Juxtaposed against Bingham’s nihilism is the idealistic loyalty of Natalie Keener (Anna Kendrick—previously seen as one of the young girls in the popular Twilight ‘tween vampire romance movies) This dewy eyed young executive, traveling with him to learn the ropes of their business of firing people, misses no chance to confront him about his juvenile approach to women. Her dialog stands as a running Greek chorus of shock and disgust towards Bingham’s subversion of personal commitment and superficial casualness towards Alex. Natalie is a living example of her values, having taken this job in the first place only because she followed her boyfriend from college to Omaha, where he had also taken his first job. Otherwise, she would have taken a much better offer in San Francisco.

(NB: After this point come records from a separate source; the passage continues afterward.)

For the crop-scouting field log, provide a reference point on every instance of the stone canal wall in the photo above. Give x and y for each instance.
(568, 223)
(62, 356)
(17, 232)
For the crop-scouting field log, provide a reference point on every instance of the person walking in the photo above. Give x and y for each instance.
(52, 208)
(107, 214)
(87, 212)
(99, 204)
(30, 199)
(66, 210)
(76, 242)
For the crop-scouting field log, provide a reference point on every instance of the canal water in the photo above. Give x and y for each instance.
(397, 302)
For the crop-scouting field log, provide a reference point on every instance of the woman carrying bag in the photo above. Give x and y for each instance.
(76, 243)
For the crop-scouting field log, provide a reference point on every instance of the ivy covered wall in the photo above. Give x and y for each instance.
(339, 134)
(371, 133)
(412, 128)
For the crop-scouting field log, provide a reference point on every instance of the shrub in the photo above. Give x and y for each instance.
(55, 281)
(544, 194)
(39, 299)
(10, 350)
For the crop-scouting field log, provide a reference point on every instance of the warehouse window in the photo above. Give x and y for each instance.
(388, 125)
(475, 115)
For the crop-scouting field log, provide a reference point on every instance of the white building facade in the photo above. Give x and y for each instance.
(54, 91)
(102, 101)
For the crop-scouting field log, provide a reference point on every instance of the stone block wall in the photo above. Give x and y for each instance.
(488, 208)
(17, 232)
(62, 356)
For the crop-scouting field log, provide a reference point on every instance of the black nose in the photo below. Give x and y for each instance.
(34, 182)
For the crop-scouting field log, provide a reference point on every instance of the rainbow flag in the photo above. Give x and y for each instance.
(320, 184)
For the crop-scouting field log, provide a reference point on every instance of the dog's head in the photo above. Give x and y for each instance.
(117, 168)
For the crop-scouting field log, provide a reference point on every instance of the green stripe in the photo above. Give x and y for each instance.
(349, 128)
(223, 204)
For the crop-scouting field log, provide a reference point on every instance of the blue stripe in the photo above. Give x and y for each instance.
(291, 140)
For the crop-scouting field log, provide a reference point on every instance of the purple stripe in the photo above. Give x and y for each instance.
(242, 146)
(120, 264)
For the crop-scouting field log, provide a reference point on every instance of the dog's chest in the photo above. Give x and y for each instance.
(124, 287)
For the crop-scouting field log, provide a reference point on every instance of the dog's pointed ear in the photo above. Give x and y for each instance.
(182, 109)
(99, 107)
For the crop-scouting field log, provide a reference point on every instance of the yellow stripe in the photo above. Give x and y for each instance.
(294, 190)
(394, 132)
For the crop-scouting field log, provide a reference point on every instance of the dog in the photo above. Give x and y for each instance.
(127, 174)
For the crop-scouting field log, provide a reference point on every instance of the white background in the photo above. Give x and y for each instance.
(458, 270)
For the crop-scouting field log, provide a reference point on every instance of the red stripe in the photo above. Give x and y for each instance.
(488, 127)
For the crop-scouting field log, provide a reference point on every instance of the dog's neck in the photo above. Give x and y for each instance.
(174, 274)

Bingham’s Character Arc: Two things happen to crack Bingham’s façade of suave, Cary Grant-like charming heel persona. First, he begins to fall hard for Alex. For her part, Alex remains interested in him only as her on-the-road playmate. She keeps him at arm’s length regarding her personal life, whatever it may be. When they first met, she encouraged him to think of her as a person exactly like himself, only with a [female organ]. But she is more than that. She, like him, is nothing but a predatory shark.
The second thing that happens to Bingham is that he is called home to help out with his kid sister’s Julie’s wedding to a guy named Jim. Bingham’s family of origin, understandably, has not been close. But it’s an emergency. His older sister needs his help desperately because, well, her husband and she have chosen this very moment to begin their own trial separation, just as their younger sister is about to be married in their hometown Lutheran Church. More than that, when Ryan and Alex (who attends as Ryan’s “date”) show up, wouldn’t you just know that Jim suddenly gets cold feet the morning of the wedding. So Ryan, for lack of any other alternative, is delegated to be the one to go talk to Jim and see whether he might find his way clear to go through with this wedding and not break Julie’s heart. If you were to look up irony in the dictionary, it would show this scene. Ryan admits that he is a poor choice for the job, but he uses his persuasive talent to convince Jim that happiness in life never happens when you are alone; you need a co-pilot.
The final plot twist comes when Ryan decides to change his life by quitting his motivational talk circuit and go all in on his new love relationship with Alex. On a romantic whim, he hops a flight to Alex’s hometown of Chicago and shows up on her doorstep as a romantic surprise, only to be greeted by the fact that she is living there with her husband and kids. Ryan is left in the end with just his job, soaring high overhead in an airliner, up in the air.
Real Life Loyalties. One of the truly affecting elements of this excellent satire on loyalties is the use of real people in numerous firing vignettes. These non-actors are people who were actually fired from their jobs, and their lines are transcribed from their actual spontaneous reactions. They are heartbreaking, with searingly authentic outcries in their depths of pain and anger over their companies’ lack of loyalty to them after so many years of faithful service. To a person, as they were debriefed later, they all stated that the only thing that kept them going was wife, husband, children, homes—that is the purpose of it all.
In this movie, each and every marriage and every relationship is fractured and fraught with problems: separation, lost trust, cold feet, alienation. Yet even in this risky climate, the shark’s life is indelibly posed as the worst of all choices.
The movie also makes clear just how hollow the word “loyalty” rings in the ad copy of corporate propaganda. Nothing against American Airlines per se, but all corporate loyalty boils down to the bottom line. Sure, you get an executive credit card as your reward for ten million miles, but it is made clear—you pay for it.